The Angelus - September / October 2019: The Church and Science

The Fall issue of The Angelus dives into the misunderstandings many have about the Catholic Church's role and stance on scientific advancement.

From the Publisher:

Modern ears have misgivings about joining the two words, “Catholic” and “scientists.” In reference to the high Middle Ages, we speak of the “Dark Ages.” After that came the wonderful Renaissance and Reformation followed by the Enlightenment, all of which were reacting against the Church-biased culture. Who hasn’t heard of the Inquisition, the Galileo trial, and the Index? Surely then, the Catholic Church at large must stand in opposition to progress, science, and reason.

Historically, however, in the same way as the Church was the first promoter of the arts, she has always been the patroness of sciences. She has been prolific in the foundation of schools, universities, and hospitals, and many clergy have been active in the sciences. And what the Church could not do by herself, Christian lay folks and leaders promoted it too. Just think of Charlemagne setting up the first parish schools in his empire. Think of Queen Isabel of Spain selling her jewels to promote Columbus’ trip opening the new world to evangelization and civilization. 

The theme of “Catholic Scientists” is given both a historical and apologetical approach, and yet, it is bound to sound polemic given the relentless attacks of atheists. As you read this issue, you get the picture of the Church, the representative of Christ, as living on earth and yet not of the earth. Indeed, the Church is not a faculty of science or medicine; she is Christ’s voice leading men to God. Borrowing the phrase Cardinal Baronius used when he referred to the Bible, we can say of the Church also that “she was not set up by Christ to teach us how the heavens go, but how to go to Heaven.”

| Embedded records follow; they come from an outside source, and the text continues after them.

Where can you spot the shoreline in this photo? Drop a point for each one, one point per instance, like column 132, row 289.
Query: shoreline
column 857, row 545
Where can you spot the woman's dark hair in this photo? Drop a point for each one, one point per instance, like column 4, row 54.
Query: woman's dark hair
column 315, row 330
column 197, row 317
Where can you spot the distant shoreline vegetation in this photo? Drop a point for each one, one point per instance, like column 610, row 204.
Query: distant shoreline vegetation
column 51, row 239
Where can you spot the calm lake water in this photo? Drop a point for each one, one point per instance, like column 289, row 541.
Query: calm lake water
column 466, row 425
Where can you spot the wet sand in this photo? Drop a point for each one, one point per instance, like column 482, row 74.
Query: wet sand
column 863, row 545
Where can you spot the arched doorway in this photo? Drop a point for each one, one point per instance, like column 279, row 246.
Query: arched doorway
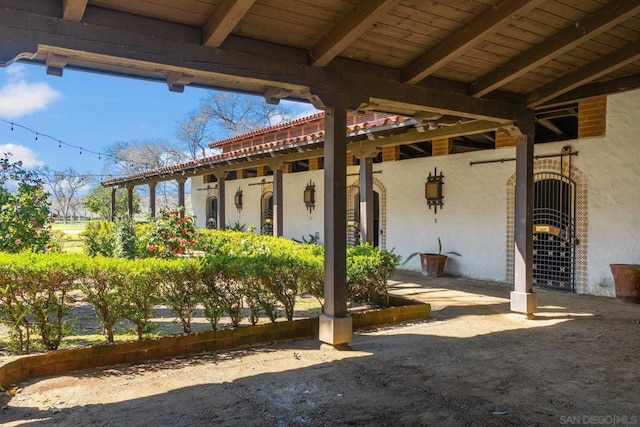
column 554, row 235
column 353, row 220
column 212, row 212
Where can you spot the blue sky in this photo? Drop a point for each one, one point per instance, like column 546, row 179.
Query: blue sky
column 87, row 110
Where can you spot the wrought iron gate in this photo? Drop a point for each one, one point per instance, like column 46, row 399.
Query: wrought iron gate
column 554, row 236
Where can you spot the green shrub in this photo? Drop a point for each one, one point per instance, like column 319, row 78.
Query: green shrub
column 13, row 309
column 99, row 238
column 102, row 286
column 25, row 222
column 124, row 238
column 173, row 235
column 45, row 282
column 181, row 287
column 368, row 271
column 139, row 294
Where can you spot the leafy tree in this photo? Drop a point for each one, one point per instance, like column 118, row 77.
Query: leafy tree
column 223, row 114
column 65, row 185
column 24, row 208
column 98, row 201
column 137, row 156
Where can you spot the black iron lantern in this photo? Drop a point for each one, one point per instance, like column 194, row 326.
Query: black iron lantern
column 237, row 199
column 433, row 190
column 310, row 196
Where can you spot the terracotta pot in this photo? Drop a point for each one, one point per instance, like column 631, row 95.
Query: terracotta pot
column 627, row 280
column 433, row 264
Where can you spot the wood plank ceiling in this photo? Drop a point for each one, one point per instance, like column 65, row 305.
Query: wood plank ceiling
column 473, row 58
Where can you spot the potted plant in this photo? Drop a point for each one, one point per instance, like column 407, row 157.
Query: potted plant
column 626, row 278
column 433, row 264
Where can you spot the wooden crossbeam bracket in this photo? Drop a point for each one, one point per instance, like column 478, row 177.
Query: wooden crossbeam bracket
column 273, row 95
column 55, row 64
column 73, row 10
column 226, row 16
column 177, row 80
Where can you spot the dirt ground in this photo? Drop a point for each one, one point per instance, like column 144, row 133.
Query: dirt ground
column 473, row 364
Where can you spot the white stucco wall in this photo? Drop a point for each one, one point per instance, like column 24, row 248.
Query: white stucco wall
column 473, row 219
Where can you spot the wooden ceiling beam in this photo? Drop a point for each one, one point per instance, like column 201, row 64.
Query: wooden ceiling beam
column 586, row 74
column 592, row 90
column 73, row 10
column 469, row 35
column 155, row 53
column 225, row 18
column 348, row 30
column 593, row 25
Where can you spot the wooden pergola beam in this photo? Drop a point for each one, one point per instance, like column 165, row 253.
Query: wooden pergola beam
column 73, row 10
column 468, row 36
column 223, row 21
column 349, row 29
column 574, row 35
column 586, row 74
column 592, row 90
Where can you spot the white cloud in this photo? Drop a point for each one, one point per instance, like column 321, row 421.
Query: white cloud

This difference of purpose between Christ’s Church and scientific pursuit is healthy and gives it a higher vantage point. This is what has allowed Churchmen to judge impartially the scientists and their experiments. This outside guardrail was a protection to Catholic scientists. Knowing that the God of nature could in no wise contradict the God of Revelation, they were confident to launch into the wide-open field of experimentation and scientific discoveries, and make the world a better place to live and die under the gaze of Christ. 

Before I close this letter, I wish to draw your attention to the interesting article of our Superior General, Fr. Pagliarani. Not only does he unearth the founding principles of the present crisis, he also gives some pointers as to what his Superiorship will be focused on for the decade to come.